Woodall’s early announcement paved the way for several candidates to enter the race for this competitive district. Almost immediately following his announcement, Bourdeaux announced that she would run for the seat again. But she did not have the field all to herself. State Rep. Brenda Lopez Romero, State Sen. Zahra Karinshak, progressive activist Nabilah Islam and former Fulton County Commission Chairman John Eaves all joined the Democratic primary. Many candidates ran on the Republican side, but the top two candidates were emergency room physician Rich McCormick and State Sen. Renee Unterman. McCormick, a former Marine veteran, was seen as the more conservative candidate, having been endorsed by the House Freedom Caucus and the conservative Club for Growth SuperPAC. Unterman is a longtime state lawmaker who had recently spearheaded anti-abortion legislation. She had the endorsement of former Gov. Nathan Deal, Lt. Gov. Geoff Duncan and the NRA. To the surprise of many national observers and even some local analysts, neither primary went to a runoff. Both Bourdeaux and McCormick won their primaries outright with more than 50% of the vote. This had to have been a relief to both of the nominees, as a runoff election would have depleted their financial resources and would have shortened their general election campaigns by two months.
Now that both parties have a nominee, the race for this diversifying suburban district is starting to heat up. Both Bourdeaux and McCormick are now on the air with campaign ads. Outside groups, who have taken notice of the district’s competitiveness, have wasted no time filling the Atlanta airwaves with commercials. The Democratic Congressional Campaign Committee (DCCC), the campaign arm of the House Democratic caucus, has reserved $2.7 million in ads for the Atlanta area. Their first ad in GA-07 attacks McCormick for “downplaying the threat of the coronavirus.” Club for Growth, a conservative SuperPAC based in Washington that fights for lower taxes, chastised Bourdeaux as a “career bureaucrat” and a “political insider.” The two candidates are set to meet for a debate on October 13. It will be hosted by the Atlanta Press Club, a committee of journalists and reporters in the Atlanta area.

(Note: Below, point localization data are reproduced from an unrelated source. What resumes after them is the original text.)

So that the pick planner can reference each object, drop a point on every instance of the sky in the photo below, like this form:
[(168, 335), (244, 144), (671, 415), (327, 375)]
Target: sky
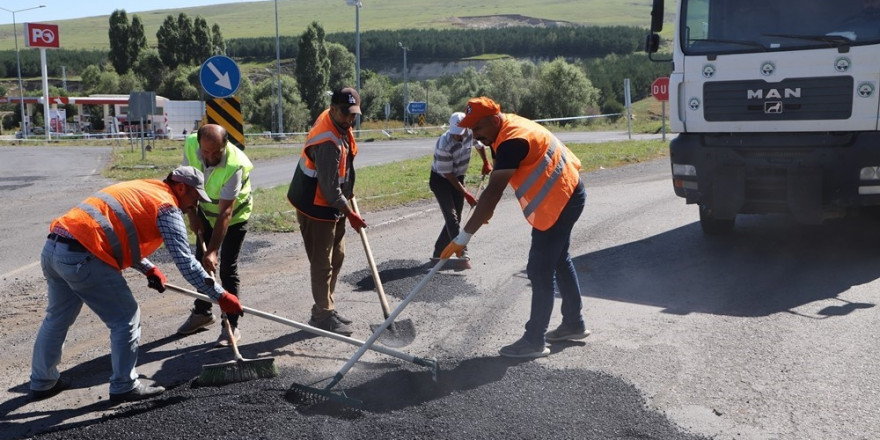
[(66, 9)]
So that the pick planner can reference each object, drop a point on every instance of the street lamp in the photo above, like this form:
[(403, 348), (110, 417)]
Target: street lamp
[(405, 92), (18, 60), (358, 4), (278, 68)]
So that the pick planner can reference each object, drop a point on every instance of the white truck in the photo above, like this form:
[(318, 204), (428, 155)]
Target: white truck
[(776, 105)]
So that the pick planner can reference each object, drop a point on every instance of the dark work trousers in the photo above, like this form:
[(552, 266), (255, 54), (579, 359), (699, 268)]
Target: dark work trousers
[(229, 250), (451, 202)]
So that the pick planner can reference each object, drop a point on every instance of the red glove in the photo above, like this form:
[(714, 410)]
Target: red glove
[(229, 304), (356, 221), (470, 199), (156, 279)]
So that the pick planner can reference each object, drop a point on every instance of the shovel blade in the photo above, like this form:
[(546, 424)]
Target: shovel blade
[(398, 334)]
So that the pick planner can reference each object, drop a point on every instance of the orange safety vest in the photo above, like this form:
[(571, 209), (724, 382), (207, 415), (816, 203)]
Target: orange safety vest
[(304, 193), (548, 175), (118, 223)]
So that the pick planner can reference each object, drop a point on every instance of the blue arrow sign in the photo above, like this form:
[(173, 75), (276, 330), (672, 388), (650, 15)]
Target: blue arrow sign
[(417, 107), (220, 76)]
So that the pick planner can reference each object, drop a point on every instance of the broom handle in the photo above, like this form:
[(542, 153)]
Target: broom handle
[(307, 328), (388, 321), (382, 299), (226, 323)]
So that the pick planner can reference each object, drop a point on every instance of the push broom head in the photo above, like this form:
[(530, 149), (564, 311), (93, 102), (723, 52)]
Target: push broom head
[(238, 371)]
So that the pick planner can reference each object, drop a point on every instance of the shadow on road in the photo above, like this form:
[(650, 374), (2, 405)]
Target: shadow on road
[(768, 265)]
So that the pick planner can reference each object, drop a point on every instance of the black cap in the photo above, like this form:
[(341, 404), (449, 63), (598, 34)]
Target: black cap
[(347, 99)]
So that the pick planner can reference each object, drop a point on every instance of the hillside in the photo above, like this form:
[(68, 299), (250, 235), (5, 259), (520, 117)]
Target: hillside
[(257, 19)]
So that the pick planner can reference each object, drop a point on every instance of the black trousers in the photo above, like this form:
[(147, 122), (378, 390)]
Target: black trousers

GA-07 is shaping up to be one of the most competitive House races in the country. After being a Republican stronghold for decades, it’s diversifying population and high education rates have vaulted it to the top of the list of the nation’s most competitive congressional districts. Donald Trump won this district by 6% in 2016. Four years earlier, Mitt Romney won the district by over 20%. Despite Bourdeaux’s 2018 loss, Democrat Stacey Abrams narrowly carried the district in the 2018 Governor race. Dave Wasserman, who covers House races for the Cook Political Report, has noted that Biden is likely to carry this district substantially. But he also reminded readers that a Democratic victory here in November will likely be short-lived: Republicans are favored to remain in control of the Georgia Legislature, which means they will have control over how congressional maps are redrawn in redistricting next year. Republican legislators will likely merge the 7th District and the neighboring 6th District, held by Democrat Lucy McBath, into a Democratic “vote-sink,” which would make room for another Republican-leaning district in the Atlanta suburbs. This is something to keep in mind as we head into redistricting, which can be a very unpredictable process.